また、地震を想定した振動試験や、建物が変形しても、倒れたり脱落したりしないで、滑らかに変形できる追従性を確認する試験などもあります。高耐震仕様では、これらの試験の数値が、標準仕様より数倍強くなっています。
スチールパーティションの性能や価格を徹底比較!
オフィスをレイアウトするパーティションには、スチールパーティション以外にも種類があります。似たように見えても、性能や価格が違います。スチールパーティションは、アルミパーティションやLGS造作壁と比較されることが多いため、何が違うのか徹底比較します。
アルミパーティションとLGS造作壁の特徴とは
間仕切り壁を検討する際、よく比較検討されるのが、スチールパーティション、アルミパーティション、LGS造作壁の3種類です。先にアルミパーティションとLGS造作壁の特徴を説明してから、3つを徹底比較していきます。
アルミパーティションとは
支柱がアルミ製で軽量の間仕切りです。厚みは5cm程度です。スチールパーティションより安価で、コストパフォーマンスの良さが魅力です。施工型パーティションの1つで、スチールパーティション同様、移設ができます。スチールパーティションより部材が少なく、施工時間も短く済みます。しかし、一般的なアルミパーティションの芯材は、ペーパーコアという頑丈な段ボールのような素材のため、不燃性はなく、遮音性も劣ります。しかし、メーカーによっては不燃認定された製品もあるため、防音・遮音性を求める場所以外では、使い勝手の良いおすすめの間仕切りです。
LGS造作壁とは
内装工事で建てる造作の間仕切りで、家の壁に近い雰囲気です。厚みは10~20cm程度になります。LGSという軽量鉄骨の支柱を立てて石膏ボード(プラスターボード)を取り付け、表面に仕上げをします。仕上げ材には、壁紙やタイル、木、石材、フェイクグリーンなど様々な素材が選べます。直線だけでなく曲線にも建てられ、希望のデザインイメージを表現できることが魅力です。しかし、その場に合わせて1から建てていくので、施工に時間がかかり、移設も出来ません。ただし、部分的に壊し、少しレイアウトを変える程度の改修は可能です。
防音・遮音性能の違い
間仕切りを建てる上で気になる音漏れの問題。3種類のうち、スチールパーティションとLGS造作壁は、防音・遮音性が高いです。壁の内側に使っている石膏ボードには遮音性や断熱性があります。また、中空構造になっているので、グラスウールやロックウールを入れることができ、さらに音漏れを抑えられます。
耐火性能の違い
耐火性能の高さでは、スチールパーティションがもっとも優れています。スチールや石膏ボードなどの不燃素材で構成されているためです。防音材として使われるグラスウールやロックウールも耐熱性に優れています。またLGS造作壁も、防火認定された仕上げ材を使用した場合は、耐火性能が高いです。
価格の違い
価格では、アルミパーティションがもっとも安価で経済的です。スチールパーティションとLGS造作壁を比較すると、仕上げ材料や施工面積によっても異なりますが、LGS造作壁の方が高くなる場合が多いでしょう。スチールパーティションは、決まったモジュールの部材を組み合わせるため、施工方法がシンプルです。LGS造作壁は工程が多く、施工時間がかかって価格も高くなりがちです。
対応できる天井高の違い
パーティションは、安全のためにそれぞれ対応できる天井高が決まっています。もっとも高くまで対応できるのは、アルミパーティションです。4~6mくらいの高さまで建てられる製品があり、工場や倉庫など、天井が高い場所にも設置できます。またLGS造作壁は天井高5m程度まで、スチールパーティションも4m程度までは対応が可能です。標準的なオフィスの天井高は2m50cm~3m程度なので、事務所の場合はどのパーティションでも十分対応できるでしょう。

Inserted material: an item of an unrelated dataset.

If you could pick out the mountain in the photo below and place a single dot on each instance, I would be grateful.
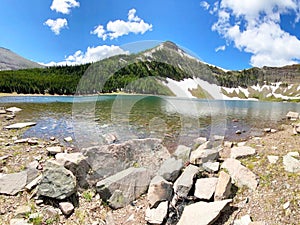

スチールパーティションとアルミパーティション、LGS造作壁の比較一覧
ここまで3種類の間仕切りの違いを解説してきました。一覧にまとめたので、選ぶ際の参考にして下さい。
パーティション徹底比較!(スチール、アルミ、LGS造作壁) | |||
性能 | スチール パーティション | アルミ パーティション | LGS造作壁 |
防音性、遮音性 | ○ | × | ○ |
不燃性、耐火性 | ○ | △ (不燃認定製品の場合) |
△ (防火認定仕上の場合) |
耐震性 | ○ | △ | △ |
価格、経済性 | △ | ○ | △ |
対応できる天井高 | △ | ○ | △ |
移設可能 | ○ | ○ | × |
スチールパーティション、おすすめの使い方事例4選
最後に、スチールパーティションのおすすめの使い方事例4選を解説します。どんな場所に向いているのか、間仕切りを検討する際の参考にしてください。
エントランスのセキュリティ性アップに活用した事例
この事例では、エントランスのドアに入退室管理用の電子錠を取付け、オフィスのセキュリティ性をアップさせています。中空構造になっているスチールパーティションなら、電子錠の配線をパネルの中に通せるため、スマートに仕上がります。スチールパーティションはアルミパーティションより重く、部材も多いため施工に時間がかかります。その分、頑丈で、壊されにくいとも言えます。
遮音性と採光性を両立させた事例
静かで快適なオフィス空間を作るため、執務室の間仕切りにスチールパーティションを採用しています。執務空間では、音漏れは防ぎながらも、部屋が暗くなるのは避けたいところです。ランマを塞ぐには、パネルを使う方法とガラスを使う方法があります。この事例では、天井の照明のラインと垂直になる面はランマパネルにし、平行になる面はガラスにして採光を確保しています。
パネルを木目調にした事例
スチールパーティションの受注生産タイプなら、木目やコーポレートカラーなど、希望の色にすることができます。メーカーによっては、木の突板仕上げや、クロス仕上げなどにもでき、無機質になりがちなオフィス空間も華やかに仕上がります。短納期にも対応できる在庫タイプは、白やベージュ、ナチュラルなグレーなどが一般的です。
高遮音仕様にした事例
スクールで講習室の壁にスチールパーティションを使い、防音性や遮音性を上げるために、グラスウールを充填した事例です。防音材としてはグラスウールやロックウールが使われます。どちらも耐熱性があるため、使うことで断熱性や耐火性能もアップします。防音性能では、グラスウールの方がより高音域まで遮音できると言われています。しかし、耐火性能はロックウールの方が高いため、より重視したい性能によって選ぶと良いでしょう。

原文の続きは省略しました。